In this study we present evidence that acute tamoxifen induced nuclear translocation of Cre-recombinase induces apoptosis and cell death due to massive DNA damage in isolated intestinal cryps, which eventually interferes with organoid formation. Although to our knowledge this effect has not been described for organoids so far, it is similar in fibroblasts [14] and keratinocytes [29]. In contrast, others using intestinal-specific Villin-CreERT2 animals and tamoxifen-induced activity of Cre-recombinase in organoids did not describe growth arrest or apoptosis [4,30,31]. As villin is mainly expressed in the villi compared to the crypts [32] it is possible that in such models the stem cells, which give rise to new organoids, do not express Cre-recombinase and therefore activation of the enzyme is not harmful. In fact, rapidly proliferating precursors are likely more susceptible to Cre-recombinase-mediated damage as activation of Cre-recombinase prevents proliferation and differentiation of multiple cells of hematopoietic lineage in vivo and in vitro [33]. In enteroids stem cells can be crypt-base columnar cells [34] as well as reserve stem cells at position 4 of the crypt [35]. In our study we isolated whole crypts as basis for organoid development and tamoxifen treatment started right after crypt isolation. Accordingly, further studies are needed to identify the cell or the cells mainly hit by Cre-recombinase driven apoptosis and growth inhibition. Nevertheless, the CreERT2 system was developed to achieve temporal regulation of transgenes without adverse effects of constitutive Cre-recombinase activity [33]. Our study indicates that at least in intestinal organoids, Cre-recombinase toxicity may give rise to false results as shown on the example of NADPH oxidases. This effect is likely to be less pronounced in organoids derived from mice overexpressing constitutively active Cre-recombinase, as live long exposure may trigger the development of an DNA repairing system [33].
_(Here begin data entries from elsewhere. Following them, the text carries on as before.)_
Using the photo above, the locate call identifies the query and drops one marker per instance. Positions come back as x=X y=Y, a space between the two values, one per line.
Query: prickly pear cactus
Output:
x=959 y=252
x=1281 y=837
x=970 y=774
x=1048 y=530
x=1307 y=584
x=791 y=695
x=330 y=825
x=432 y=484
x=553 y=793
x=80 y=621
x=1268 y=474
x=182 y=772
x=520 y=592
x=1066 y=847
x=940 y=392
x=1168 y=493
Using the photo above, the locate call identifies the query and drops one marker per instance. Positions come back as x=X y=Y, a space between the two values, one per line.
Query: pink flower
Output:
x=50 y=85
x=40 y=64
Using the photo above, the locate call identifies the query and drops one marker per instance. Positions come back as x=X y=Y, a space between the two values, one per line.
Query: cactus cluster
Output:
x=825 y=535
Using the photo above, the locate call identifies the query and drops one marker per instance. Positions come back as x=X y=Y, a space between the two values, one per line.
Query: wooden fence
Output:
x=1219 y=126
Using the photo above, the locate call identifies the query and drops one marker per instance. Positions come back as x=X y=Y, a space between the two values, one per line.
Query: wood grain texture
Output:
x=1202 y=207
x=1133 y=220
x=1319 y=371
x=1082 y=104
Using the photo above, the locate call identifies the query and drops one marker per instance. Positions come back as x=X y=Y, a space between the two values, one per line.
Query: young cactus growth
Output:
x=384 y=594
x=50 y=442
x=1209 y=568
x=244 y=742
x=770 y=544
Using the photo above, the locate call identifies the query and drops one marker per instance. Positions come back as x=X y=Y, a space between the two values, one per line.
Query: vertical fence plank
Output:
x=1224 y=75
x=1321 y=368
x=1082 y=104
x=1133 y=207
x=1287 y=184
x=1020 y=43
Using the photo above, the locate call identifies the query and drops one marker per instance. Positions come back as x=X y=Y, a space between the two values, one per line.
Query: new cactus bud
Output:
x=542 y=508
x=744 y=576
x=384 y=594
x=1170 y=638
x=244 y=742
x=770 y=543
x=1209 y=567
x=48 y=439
Our study stresses that the inducible Cre/loxP system has unwanted effects that need to be addressed when designing a study. Unfloxed controls carrying the Cre-recombinase transgene or alternatives such as siRNAs, Crispr/CAS or knockouts are essential to discriminate off-target effects of Cre-recombinase from those of the gene of interest. Further, concentration and duration of 4-OHT induced Cre-recombinase activity needs to be optimized for each experiment. Although those actions require more controls and pretests, it is worthwhile doing so in order to limit the likelihood of analyzing effects attributed to Cre-recombinase toxicity or infidelity instead of the intended gene or protein of interest.

5. Conclusions

Time and tissue specific deletion of a gene of interest is an attractive approach if the knockout of the gene of interest is embryonically lethal or results in severe disabilities of the model animal. Often an inducible Cre-recombinase is used to dissect a gene or region of interest flanked by loxP sites. However, here we provide evidence that acute activation of Cre-recombinase can induce DNA damage, apoptosis and growth inhibition in intestinal organoids. Many of these effects could appear in vivo as well, and may wrongly being ascribed to the loss of the gene of interest. Accordingly, false results could arise from studies lagging proper controls. This is especially important if the aim of a study is to test drugs or to generate preclinical data for potential therapeutics. We recommend the use of controls as suggested above. To do so requires sufficient animal capacities, which may not be available to every investigator. Nevertheless, the possibility of unintended side effects of acutely induced Cre-recombinase activity should be taken into account, when interpreting results of a study and at least one additional control should be performed to show that the effects seen are consequence of deletion of the gene of interest.